Helaan napasku mengudara sejenak. "Apa yang harus aku lakukan? Kalau keputusanku salah arah, bisa-bisa kalian yang akan jadi korbannya!"
"Kita semua adalah korban sejak dilahirkan ke dunia ini," ucap Rag sambil mulai menyudut rokoknya. Asap hasil pembakaran itu menguar ke udara dan menciptakan aroma khas. "Kad bilang padaku kalau dia tidak punya tujuan lagi setelah berada di sini. Jadi, meski kau berusaha agar kami tetap hidup, garis takdir tidak akan berubah sama sekali."
"Kau sendiri ... apa tujuanmu?"
Mata kami bertemu selama beberapa detik. Manik cokelat Rag tampak berubah sendu. Tidak ada sorot binar di sana, kecuali kosong dan pilu.
"Mungkin aku ingin menghabiskan Bretox pemberianmu sebelum aku mati. Aku ingin memberitahukan rasanya bahkan sebelum kau mencobanya."
Salivaku terteguk sekejap. Rasanya, napas dan degup jantungku berhenti bekerja. Kantin yang tadinya ramai pengunjung, kini tampak sepi dan hanya menyisakan beberapa orang, termasuk kami berdua. Atmosfer mendadak dingin.

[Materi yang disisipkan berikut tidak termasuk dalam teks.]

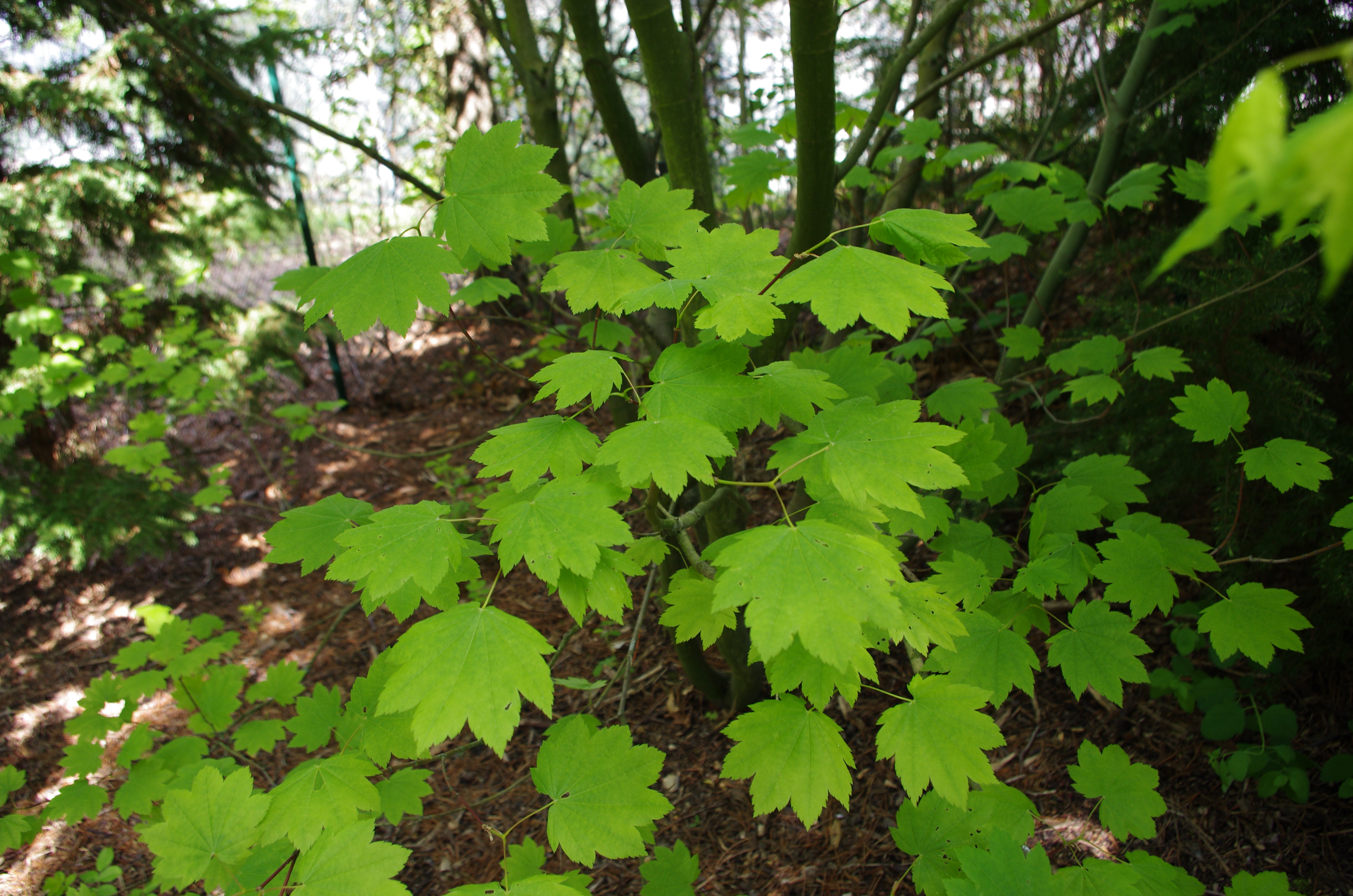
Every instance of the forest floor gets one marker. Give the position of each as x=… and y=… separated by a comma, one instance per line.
x=60, y=629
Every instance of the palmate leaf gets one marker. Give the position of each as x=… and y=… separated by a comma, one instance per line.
x=308, y=534
x=737, y=315
x=665, y=451
x=938, y=738
x=727, y=261
x=672, y=872
x=531, y=449
x=400, y=543
x=849, y=283
x=496, y=193
x=654, y=216
x=691, y=599
x=989, y=657
x=558, y=526
x=784, y=388
x=704, y=382
x=796, y=668
x=1126, y=789
x=208, y=830
x=1286, y=463
x=1098, y=650
x=469, y=664
x=600, y=783
x=385, y=282
x=872, y=453
x=1253, y=620
x=350, y=861
x=793, y=756
x=320, y=795
x=818, y=581
x=927, y=236
x=1213, y=413
x=573, y=377
x=599, y=278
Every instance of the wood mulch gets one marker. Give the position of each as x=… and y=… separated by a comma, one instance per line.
x=59, y=629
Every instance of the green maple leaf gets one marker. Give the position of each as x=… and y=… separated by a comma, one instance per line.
x=578, y=374
x=691, y=600
x=82, y=758
x=469, y=664
x=206, y=830
x=308, y=534
x=259, y=734
x=963, y=399
x=931, y=830
x=1110, y=478
x=1253, y=620
x=402, y=794
x=654, y=216
x=348, y=861
x=849, y=283
x=989, y=657
x=147, y=784
x=282, y=685
x=1098, y=878
x=1163, y=362
x=738, y=313
x=599, y=278
x=1213, y=413
x=926, y=236
x=1022, y=341
x=793, y=754
x=320, y=795
x=1286, y=463
x=1037, y=209
x=727, y=261
x=871, y=453
x=672, y=872
x=1099, y=355
x=601, y=788
x=400, y=543
x=935, y=517
x=1126, y=789
x=1134, y=566
x=938, y=738
x=784, y=388
x=927, y=618
x=531, y=449
x=963, y=578
x=1002, y=247
x=818, y=581
x=316, y=719
x=496, y=193
x=76, y=802
x=1161, y=879
x=385, y=282
x=1183, y=554
x=558, y=526
x=1098, y=650
x=1094, y=389
x=975, y=539
x=665, y=451
x=1262, y=884
x=704, y=382
x=796, y=668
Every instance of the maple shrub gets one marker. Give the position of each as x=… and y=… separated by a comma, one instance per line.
x=801, y=601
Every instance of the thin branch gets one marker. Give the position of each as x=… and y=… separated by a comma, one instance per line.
x=233, y=87
x=1287, y=559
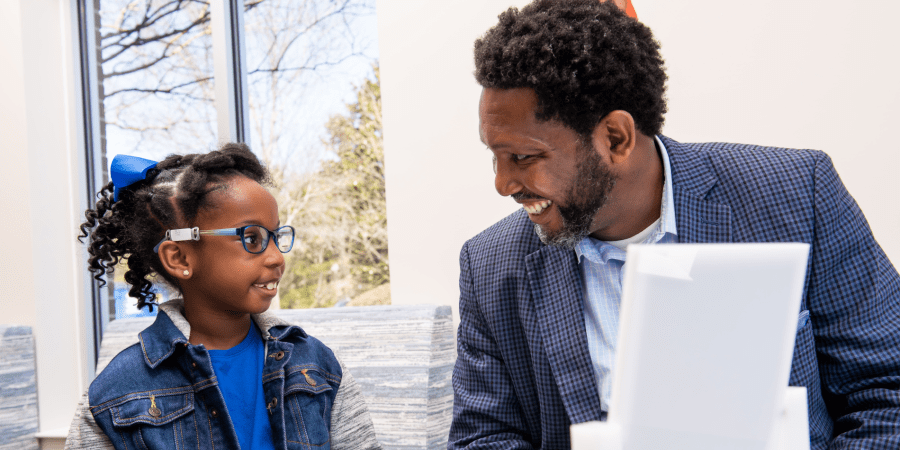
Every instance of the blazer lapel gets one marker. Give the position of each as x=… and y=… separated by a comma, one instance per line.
x=556, y=289
x=697, y=218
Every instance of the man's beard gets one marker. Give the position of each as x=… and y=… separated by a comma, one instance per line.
x=588, y=193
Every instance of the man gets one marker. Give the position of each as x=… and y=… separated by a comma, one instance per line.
x=572, y=109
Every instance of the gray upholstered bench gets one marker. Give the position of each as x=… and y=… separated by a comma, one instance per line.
x=401, y=356
x=18, y=389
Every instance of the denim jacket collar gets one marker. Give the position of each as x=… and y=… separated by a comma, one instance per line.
x=171, y=329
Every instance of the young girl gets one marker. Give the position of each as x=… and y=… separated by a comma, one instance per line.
x=214, y=371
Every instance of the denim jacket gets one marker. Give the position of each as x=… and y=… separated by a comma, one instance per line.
x=162, y=393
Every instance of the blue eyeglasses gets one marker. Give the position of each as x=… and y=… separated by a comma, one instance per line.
x=254, y=237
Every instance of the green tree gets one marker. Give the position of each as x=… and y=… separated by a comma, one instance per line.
x=340, y=212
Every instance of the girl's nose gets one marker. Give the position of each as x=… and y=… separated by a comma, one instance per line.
x=274, y=257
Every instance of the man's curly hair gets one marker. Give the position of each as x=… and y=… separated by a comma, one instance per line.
x=582, y=58
x=170, y=197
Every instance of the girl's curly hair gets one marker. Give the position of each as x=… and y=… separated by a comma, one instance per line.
x=170, y=197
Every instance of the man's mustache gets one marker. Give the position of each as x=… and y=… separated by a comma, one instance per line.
x=525, y=195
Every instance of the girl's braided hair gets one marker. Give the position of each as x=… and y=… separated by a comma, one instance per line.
x=170, y=197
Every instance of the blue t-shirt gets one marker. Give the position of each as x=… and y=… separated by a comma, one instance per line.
x=239, y=371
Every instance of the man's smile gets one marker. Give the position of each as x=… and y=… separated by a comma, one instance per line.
x=536, y=207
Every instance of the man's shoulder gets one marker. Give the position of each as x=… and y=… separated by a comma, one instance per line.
x=512, y=234
x=735, y=158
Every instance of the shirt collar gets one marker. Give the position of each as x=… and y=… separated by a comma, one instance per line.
x=596, y=250
x=170, y=329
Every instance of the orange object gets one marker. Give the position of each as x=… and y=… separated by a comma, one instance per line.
x=626, y=6
x=629, y=9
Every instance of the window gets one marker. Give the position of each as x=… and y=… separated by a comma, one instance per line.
x=296, y=79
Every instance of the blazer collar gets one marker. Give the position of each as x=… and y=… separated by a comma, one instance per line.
x=555, y=282
x=698, y=217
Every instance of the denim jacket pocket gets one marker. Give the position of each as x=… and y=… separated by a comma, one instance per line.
x=308, y=398
x=157, y=419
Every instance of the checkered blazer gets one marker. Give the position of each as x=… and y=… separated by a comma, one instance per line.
x=523, y=372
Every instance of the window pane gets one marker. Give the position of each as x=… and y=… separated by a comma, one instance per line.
x=315, y=117
x=156, y=89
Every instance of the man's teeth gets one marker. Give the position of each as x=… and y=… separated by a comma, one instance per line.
x=537, y=208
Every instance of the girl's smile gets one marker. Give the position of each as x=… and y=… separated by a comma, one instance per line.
x=224, y=275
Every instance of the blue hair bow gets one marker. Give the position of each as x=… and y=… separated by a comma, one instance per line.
x=127, y=170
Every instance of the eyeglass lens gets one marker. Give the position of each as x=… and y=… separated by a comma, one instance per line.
x=256, y=239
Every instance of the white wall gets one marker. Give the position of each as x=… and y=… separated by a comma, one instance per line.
x=798, y=73
x=41, y=280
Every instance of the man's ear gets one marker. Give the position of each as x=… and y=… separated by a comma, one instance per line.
x=616, y=133
x=175, y=260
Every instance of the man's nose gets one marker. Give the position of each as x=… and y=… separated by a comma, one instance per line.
x=506, y=177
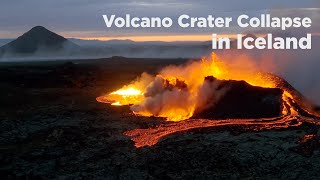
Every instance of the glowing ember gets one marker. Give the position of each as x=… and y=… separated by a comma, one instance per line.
x=125, y=96
x=177, y=92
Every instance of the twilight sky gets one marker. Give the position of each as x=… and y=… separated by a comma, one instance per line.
x=83, y=18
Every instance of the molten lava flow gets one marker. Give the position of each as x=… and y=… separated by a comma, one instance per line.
x=124, y=96
x=177, y=92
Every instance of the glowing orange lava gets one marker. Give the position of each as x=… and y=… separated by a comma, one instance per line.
x=178, y=91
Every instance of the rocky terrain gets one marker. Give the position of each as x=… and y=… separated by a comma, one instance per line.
x=52, y=127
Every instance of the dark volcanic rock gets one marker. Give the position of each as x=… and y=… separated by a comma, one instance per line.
x=241, y=100
x=38, y=40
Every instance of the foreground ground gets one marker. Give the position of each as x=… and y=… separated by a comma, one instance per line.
x=52, y=127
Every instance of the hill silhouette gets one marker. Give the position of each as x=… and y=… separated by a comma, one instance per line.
x=39, y=41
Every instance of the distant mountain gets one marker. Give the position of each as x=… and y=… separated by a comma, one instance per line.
x=5, y=41
x=39, y=41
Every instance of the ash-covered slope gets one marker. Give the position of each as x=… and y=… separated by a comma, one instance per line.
x=39, y=41
x=242, y=100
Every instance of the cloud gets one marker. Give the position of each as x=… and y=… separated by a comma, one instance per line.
x=85, y=15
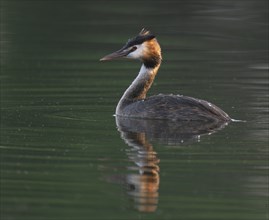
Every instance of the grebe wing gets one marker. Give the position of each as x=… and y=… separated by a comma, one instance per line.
x=175, y=107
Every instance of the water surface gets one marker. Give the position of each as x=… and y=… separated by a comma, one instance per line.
x=64, y=155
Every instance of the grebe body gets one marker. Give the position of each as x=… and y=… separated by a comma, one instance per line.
x=134, y=103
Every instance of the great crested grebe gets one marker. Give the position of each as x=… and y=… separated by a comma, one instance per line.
x=134, y=103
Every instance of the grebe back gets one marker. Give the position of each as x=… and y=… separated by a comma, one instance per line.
x=134, y=103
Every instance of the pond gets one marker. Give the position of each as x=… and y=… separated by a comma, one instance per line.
x=65, y=156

"Aku minta maaf," lirihku, lantas mengambil botol Bret di dekatku dan membukanya. Namun, tiba-tiba saja Rag menahan tanganku.
"Jangan menikmati kegilaan itu sendirian, Max." Dia tersenyum, lalu mengambil gelas kosong miliknya dan mengulurkannya padaku. Padahal, Mad-nya belum habis.
Aku menghela napas dan mengambil gelas milik Rag. "Habiskan dulu Mad-mu!"
Pemuda berdarah campuran itu tertawa, menyusul gelak dariku. Untuk sementara, kami menghabiskan waktu bersama. Kadangkala, kami bercerita bagaimana kondisi Legrima dulu dan membandingkannya dengan sekarang. Alur cerita yang sulit ditebak, mengingat bayi yang dulu lahir tepat di depanku, sekarang malah duduk menemani kegilaanku di sini.
Bagi kami, umur hanyalah angka. Umurku masih 27 sekarang, bila dihitung berdasarkan kalender salah satu planet di tata surya ini. Padahal, aslinya usiaku lebih dari itu. Dan usia Rag, dia 10 tahun lebih muda dariku.